Las elecciones en los municipios de San Isidro, San Miguel, Tres de Febrero, Mar del Plata, Necochea, La Costa, Ramallo, Magdalena, Ayacucho, Chascomús y Lobería fueron «en orden» y «sin mayores inconvenientes», con la excepción del distrito de San Miguel donde hubo un incidente entre dos facciones, que «fue rápidamente solucionado».
De los 135 municipios bonaerenses, 124 habían logrado una lista de unidad como había sido sugerido por el presidente del PJ provincial, el diputado Máximo Kirchner.
En la previa, las internas del Partido Justicialista tenían «tres puntos calientes»: San Isidro, Tres de Febrero y Mar del Plata. En todos triunfaron las listas apoyadas por La Cámpora o aliados al kirchnerismo.
La interna que atrajo todas las miradas fue la de San Isidro, donde el espacio que respaldaba la jefe del bloque de senadores bonaerenses del Frente de Todos (FdT), Teresa García, y que llevaba como candidato al titular del consejo local al gremialista de Sadop José Luis Casares, y de primer congresal a Fernando «Pato» Galmarini, competía contra el sector que conducía el PJ sanisidrense y tenía el apoyo respaldo del canciller Santiago Cafiero. La diferencia de 70 a 30 fue a favor del espacio apoyado por La Cámpora, el Frente Renovador y la CGT regional.
En tanto, en Tres de Febrero más del 50 por ciento de los votos fueron a favor de la lista que encabezaba el concejal camporista Juan De Bandi, mientras que el espacio que era apoyado por el histórico exintendente Hugo Curto terminó tercero con menos del 20 por ciento de los votos.

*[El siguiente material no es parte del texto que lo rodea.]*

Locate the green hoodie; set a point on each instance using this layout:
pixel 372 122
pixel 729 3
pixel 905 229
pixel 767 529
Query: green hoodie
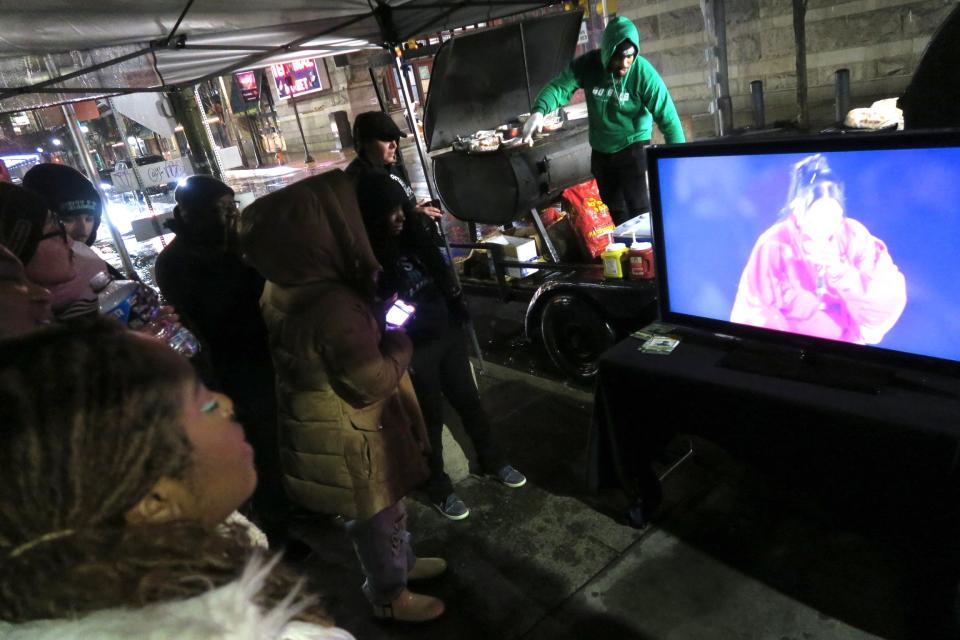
pixel 615 124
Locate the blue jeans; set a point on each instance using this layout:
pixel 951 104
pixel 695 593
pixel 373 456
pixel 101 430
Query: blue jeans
pixel 382 544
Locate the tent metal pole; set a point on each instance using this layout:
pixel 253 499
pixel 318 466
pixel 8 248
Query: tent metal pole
pixel 428 175
pixel 80 144
pixel 84 152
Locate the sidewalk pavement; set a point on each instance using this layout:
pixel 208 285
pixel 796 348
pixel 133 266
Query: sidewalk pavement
pixel 732 554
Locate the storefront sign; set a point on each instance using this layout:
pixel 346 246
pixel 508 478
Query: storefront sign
pixel 247 81
pixel 152 175
pixel 297 77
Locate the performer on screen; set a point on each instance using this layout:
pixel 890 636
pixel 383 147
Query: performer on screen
pixel 817 272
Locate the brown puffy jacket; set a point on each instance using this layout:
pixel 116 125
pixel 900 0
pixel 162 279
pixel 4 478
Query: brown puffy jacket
pixel 351 432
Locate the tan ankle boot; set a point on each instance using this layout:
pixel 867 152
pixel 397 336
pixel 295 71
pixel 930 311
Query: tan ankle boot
pixel 410 607
pixel 427 568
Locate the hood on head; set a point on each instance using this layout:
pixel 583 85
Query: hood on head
pixel 618 30
pixel 310 231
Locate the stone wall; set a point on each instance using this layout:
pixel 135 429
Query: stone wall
pixel 879 41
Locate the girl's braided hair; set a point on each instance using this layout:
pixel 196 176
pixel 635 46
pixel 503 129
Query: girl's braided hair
pixel 90 420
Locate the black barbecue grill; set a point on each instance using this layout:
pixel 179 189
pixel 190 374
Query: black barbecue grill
pixel 488 78
pixel 482 80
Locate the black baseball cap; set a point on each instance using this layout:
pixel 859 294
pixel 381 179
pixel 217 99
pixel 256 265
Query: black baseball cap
pixel 376 125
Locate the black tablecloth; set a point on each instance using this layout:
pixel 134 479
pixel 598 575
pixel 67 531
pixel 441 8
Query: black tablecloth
pixel 906 434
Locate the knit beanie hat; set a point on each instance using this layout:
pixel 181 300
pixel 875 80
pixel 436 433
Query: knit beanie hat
pixel 66 191
pixel 22 218
pixel 379 193
pixel 200 191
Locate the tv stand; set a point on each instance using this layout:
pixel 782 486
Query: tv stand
pixel 804 366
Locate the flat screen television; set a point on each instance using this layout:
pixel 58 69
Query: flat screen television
pixel 846 244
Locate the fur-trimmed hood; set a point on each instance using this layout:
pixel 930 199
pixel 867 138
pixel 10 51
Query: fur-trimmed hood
pixel 225 613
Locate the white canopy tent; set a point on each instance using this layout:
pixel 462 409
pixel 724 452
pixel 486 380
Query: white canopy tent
pixel 55 51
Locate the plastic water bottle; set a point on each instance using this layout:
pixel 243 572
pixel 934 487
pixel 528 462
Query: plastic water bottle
pixel 133 304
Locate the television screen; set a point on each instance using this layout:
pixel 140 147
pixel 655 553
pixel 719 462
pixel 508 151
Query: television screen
pixel 847 239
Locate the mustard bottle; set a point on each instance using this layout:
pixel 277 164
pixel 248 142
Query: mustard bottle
pixel 612 258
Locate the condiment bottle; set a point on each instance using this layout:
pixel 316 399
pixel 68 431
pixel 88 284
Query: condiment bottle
pixel 612 258
pixel 636 258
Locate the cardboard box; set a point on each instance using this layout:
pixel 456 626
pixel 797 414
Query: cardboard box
pixel 519 249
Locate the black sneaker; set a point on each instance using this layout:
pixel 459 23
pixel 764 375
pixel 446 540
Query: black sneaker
pixel 511 477
pixel 452 507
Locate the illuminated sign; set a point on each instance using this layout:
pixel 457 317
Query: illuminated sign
pixel 247 81
pixel 297 77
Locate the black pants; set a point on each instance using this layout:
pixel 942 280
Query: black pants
pixel 440 368
pixel 622 179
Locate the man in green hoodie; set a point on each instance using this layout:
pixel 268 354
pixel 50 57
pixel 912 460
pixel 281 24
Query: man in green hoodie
pixel 625 95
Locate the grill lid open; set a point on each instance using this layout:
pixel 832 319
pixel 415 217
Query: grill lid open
pixel 485 79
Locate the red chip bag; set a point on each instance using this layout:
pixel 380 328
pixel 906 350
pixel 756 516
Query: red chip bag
pixel 590 216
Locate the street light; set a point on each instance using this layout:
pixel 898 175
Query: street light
pixel 288 79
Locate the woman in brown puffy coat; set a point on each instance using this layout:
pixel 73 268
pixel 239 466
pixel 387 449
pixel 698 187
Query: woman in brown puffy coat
pixel 352 438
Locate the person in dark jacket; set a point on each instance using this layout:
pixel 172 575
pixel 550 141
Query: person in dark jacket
pixel 376 138
pixel 414 271
pixel 218 298
pixel 352 435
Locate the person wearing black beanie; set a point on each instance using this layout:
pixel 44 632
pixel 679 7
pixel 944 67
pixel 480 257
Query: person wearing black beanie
pixel 75 200
pixel 414 271
pixel 218 298
pixel 71 196
pixel 22 219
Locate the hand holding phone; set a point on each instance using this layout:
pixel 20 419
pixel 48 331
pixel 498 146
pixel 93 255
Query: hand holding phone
pixel 399 313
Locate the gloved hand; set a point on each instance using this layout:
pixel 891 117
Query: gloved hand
pixel 534 124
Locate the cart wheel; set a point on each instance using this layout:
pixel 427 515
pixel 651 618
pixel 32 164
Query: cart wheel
pixel 574 334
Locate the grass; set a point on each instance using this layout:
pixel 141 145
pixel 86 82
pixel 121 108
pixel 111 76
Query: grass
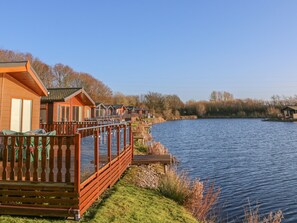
pixel 130 203
pixel 125 202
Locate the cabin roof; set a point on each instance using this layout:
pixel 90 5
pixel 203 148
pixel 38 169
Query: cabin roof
pixel 118 106
pixel 63 94
pixel 290 108
pixel 24 73
pixel 100 104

En Mar del Plata, el dirigente gremial de Luz y Fuerza Eduardo Coppola, quien fue apoyado por la titular de la ANSES, Fernanda Raverta (La Cámpora), se alzó con la victoria frente al actual presidente del PJ de Mar del Plata, Manuel Rapacioli.
En tanto, en el partido de San Miguel, también ganó el espacio apoyado por La Cámpora y otras organizaciones sociales, por lo que el PJ de ese distrito seguirá siendo presidido por el concejal Juan José Castro.
En Chascomús, ganó el candidato de La Cámpora, Alfredo Machín. Aunque por pocos votos, logró vencer a Mariano Fernandino, hijo del exintendente Norberto Fernandino, que era apoyado por el PJ tradicional.
En el partido de La Costa, el ganador fue el experimentado Juan de Jesús, quien también llevaba en su lista de congresales al funcionario bonaerense Juan Pablo de Jesús, quien es un dirigente cercano al jefe de Gabinete bonaerense, Martín Insaurralde, uno de los exintendentes con mayor llegada a Máximo Kirchner.
En Necochea se impuso el actual titular del PJ local, Marcelo Rivero, que junto a Evangelina Almada como vicepresidenta y a Miguel Aguilar como secretario general, se alzó con un triunfo para renovar mandato.
En Lobería, la lista encabezada por Juan Pablo Cappelli resultó la vencedora por sobre la que llevó en primer lugar a Carlos Rodríguez.
En Ramallo logró imponerse el exdiputado y exconcejal Ricardo Gorostiza, quien actualmente preside el Parque Industrial.
En Ayacucho se quedó con el triunfo la lista apoyada por Máximo Kirchner y encabezada por el Inspector Jefe Regional, Juan Pedro Erreguerena.
En el municipio de Magdalena se impuso en la pulseada seccional del PJ bonaerense, Juan Carlos García, que responde al oficialismo.
Las elecciones internas se llevaron a cabo sólo en 11 distritos de la provincia porque en los 124 restantes se logró lista de unidad y, al ser reformada la carta orgánica del PJ provincial en 2018, la Junta Electoral puede proclamar la nómina única y no realizar el acto eleccionario.